Si studiava molto in gruppo e l’organizzazione degli esami era meno capillare, avevamo una sessione all’anno e il rapporto con i libri, di amore e odio, durava mesi e mesi.

F – Ora si tende a dividere gli esami più corposi, per garantire una migliore preparazione e semplificare lo studio. Noi studiamo principalmente da soli, io stessa preferisco dare una prima lettura individualmente, cosa che mi richiede molto tempo, però anche solo leggere per conto proprio ma in compagnia di amici mi facilita le cose; frequento molto le aule studio e le biblioteche, per avere uno stimolo a studiare che se fossi in casa non avrei.

E il contorno com’è cambiato? Il tempo libero, le attività extra-universitarie, la città… ?

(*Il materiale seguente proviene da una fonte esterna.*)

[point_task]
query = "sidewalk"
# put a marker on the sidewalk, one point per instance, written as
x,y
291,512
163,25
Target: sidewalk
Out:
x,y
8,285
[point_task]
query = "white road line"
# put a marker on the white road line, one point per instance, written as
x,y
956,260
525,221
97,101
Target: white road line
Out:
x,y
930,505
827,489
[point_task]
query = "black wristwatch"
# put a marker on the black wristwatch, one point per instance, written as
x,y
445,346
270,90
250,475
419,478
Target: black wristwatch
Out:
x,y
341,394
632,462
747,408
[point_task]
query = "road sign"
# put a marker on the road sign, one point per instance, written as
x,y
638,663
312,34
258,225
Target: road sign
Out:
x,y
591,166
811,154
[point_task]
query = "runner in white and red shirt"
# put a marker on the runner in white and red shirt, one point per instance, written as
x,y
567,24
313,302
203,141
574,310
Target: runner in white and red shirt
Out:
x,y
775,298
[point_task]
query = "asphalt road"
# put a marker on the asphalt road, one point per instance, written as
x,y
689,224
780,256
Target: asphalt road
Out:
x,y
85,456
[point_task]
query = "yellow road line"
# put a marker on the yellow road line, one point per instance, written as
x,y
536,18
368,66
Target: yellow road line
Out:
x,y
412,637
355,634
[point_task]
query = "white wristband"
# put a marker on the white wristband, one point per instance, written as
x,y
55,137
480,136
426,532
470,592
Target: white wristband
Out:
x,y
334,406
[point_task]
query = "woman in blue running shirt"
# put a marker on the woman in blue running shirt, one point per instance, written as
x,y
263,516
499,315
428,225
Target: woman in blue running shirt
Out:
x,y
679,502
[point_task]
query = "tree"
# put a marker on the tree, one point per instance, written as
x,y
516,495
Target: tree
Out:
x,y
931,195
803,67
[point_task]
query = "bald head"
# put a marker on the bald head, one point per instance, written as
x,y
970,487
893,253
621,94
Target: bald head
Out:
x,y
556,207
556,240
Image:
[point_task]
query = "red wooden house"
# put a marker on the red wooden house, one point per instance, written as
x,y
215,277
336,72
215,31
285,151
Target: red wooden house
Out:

M – Nel centro di Pavia c’erano più possibilità di ritrovo, più locali rispetto ad ora. Si viveva di più l’ambiente universitario, si tendeva molto a stare insieme e ricordo i miei anni universitari come anni di divertimento. Ho avuto una fortuna molto grande: sono pavese e volevo scappare a Padova a studiare, ma i miei genitori me l’hanno impedito e per questo non li ringrazierò mai abbastanza. Tuttavia, dal momento che si sono trasferiti appena mi sono iscritta, ho potuto vivere la città da universitaria, abitando da sola e frequentando gli spazi comuni, venendo a contatto più di altri con gli studenti di fuori, che erano e sono la spina dorsale dell’Università.

F – Io ho avuto un’esperienza diversa: vivo con la mia famiglia e ammetto che non mi dispiacerebbe abitare da sola ma non mi sposto anche per una questione di comodità.

Le prospettive dopo la Laurea come sono?

M – Io lavoro con giovani specializzandi e noto in voi ragazzi un maggiore individualismo. In ospedale però è fondamentale il lavoro di équipe, l’io deve cedere il posto al noi. Dirò una cosa che potrà sembrare un po’ scandalosa: preferisco lavorare con persone che non sono eccelse nella votazione ma che hanno vissuto con serenità i loro anni di studio perché sono coloro che poi diventano i migliori medici. Passione e forza di volontà sono i fattori determinanti e anche se la votazione non è massima c’è da considerare l’attitudine della persona nel mondo del lavoro. Bisogna coltivare di più il lato umano dello studente e non schiacciare i ragazzi con un metro competitivo di meritocrazia, concetto che in Italia viene misinterpretato.

F – Secondo me una volta passato il test e conquistato il posto, ci si sente quasi costretti alla competizione. E’ vero che c’è più individualismo, questo perché ora che la specialità è retribuita ed i posti sono in minor numero, uno dei criteri di concorso per potervi accedere è la media dei voti.

M – Per concludere, voglio dire che noi pavesi siamo molto fortunati, la nostra università è un luogo saturo di storia in cui possiamo ritrovare le nostre radici e uno stimolo per il futuro. Passeggiare in quei luoghi in momenti di sconforto mi comunica un grande senso di quiete e di forza allo stesso tempo.